Após o encontro inusitado, eles começam a conversar descontraidamente. E se quem assiste já tinha começado a ficar com sono, o relato de Joel sobre a origem da marca no rosto chama a atenção. Depois Ellie começa a ler o seu livro de piadas ruins. De forma bastante apelativa, mas necessária, o momento leve é quebrado abruptamente com uma granada para espantar a melosidade.

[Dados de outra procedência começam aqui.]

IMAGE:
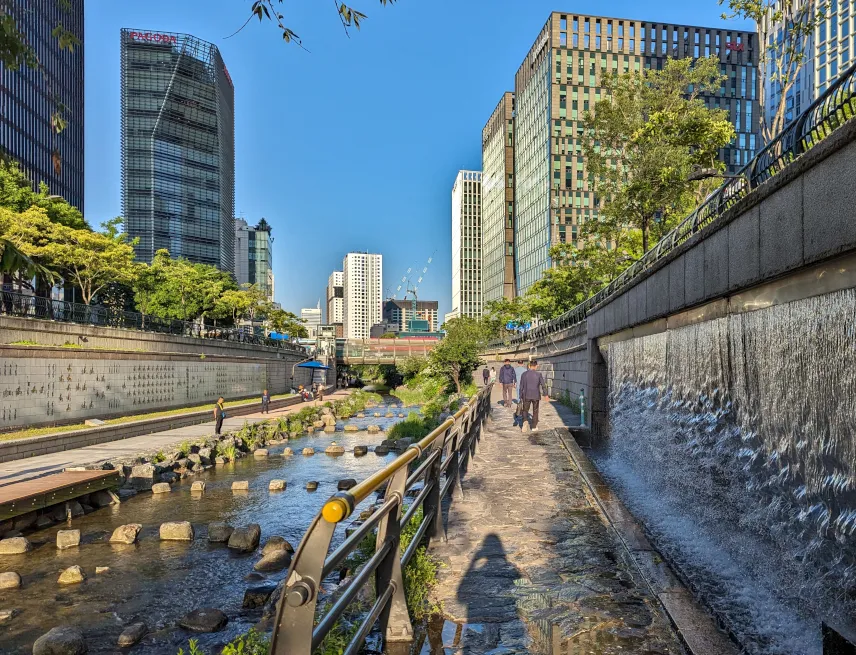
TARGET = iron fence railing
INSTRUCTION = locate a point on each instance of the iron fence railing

De todas as maneiras possíveis de entrar no laboratório, eles serem sequestrados foi o mais absurdo possível. Acordando numa cama, Joel encontra Marlene, a qual explica a necessidade de fazer uma cirurgia para extrair uma possível cura para a humanidade.
Fim surpreendente
As cenas anteriores no enredo humanizam Joel, fazendo compreensível sua decisão de não aceitar fazer o procedimento. Depois de tudo ele não poderia nem pensar em perder a nova filha. Só que no contexto era tudo ou nada para ele, então
foi obrigado a matar quem o impedisse de tirar Ellie do hospital. Logo a série, e o episódio em específico, que tinham poucas cenas de ação, até aquele momento, dar lugar a uma sequência de tiros a queima roupa. Por um momento a série ficou idêntica ao game, pessoas sendo assassinadas por Joel. Simplesmente tiro ao alvo, embalado pela trilha sonora dramática, sem nenhuma dificuldade para o grande herói. O foco da obra não é a troca de tiros, talvez por isso uma cena tão pobre.
O valente protetor, antes adoçado, deu lugar a um matador frio. E essa visão negativa é ainda mais reforçada quando ele mente olhando nos olhos de Ellie. E ainda mata Marlene desarmada com dois tiros. A parte final coloca no início uma expectativa que Marlene encontraria Ellie, só que tal coisa não ocorre.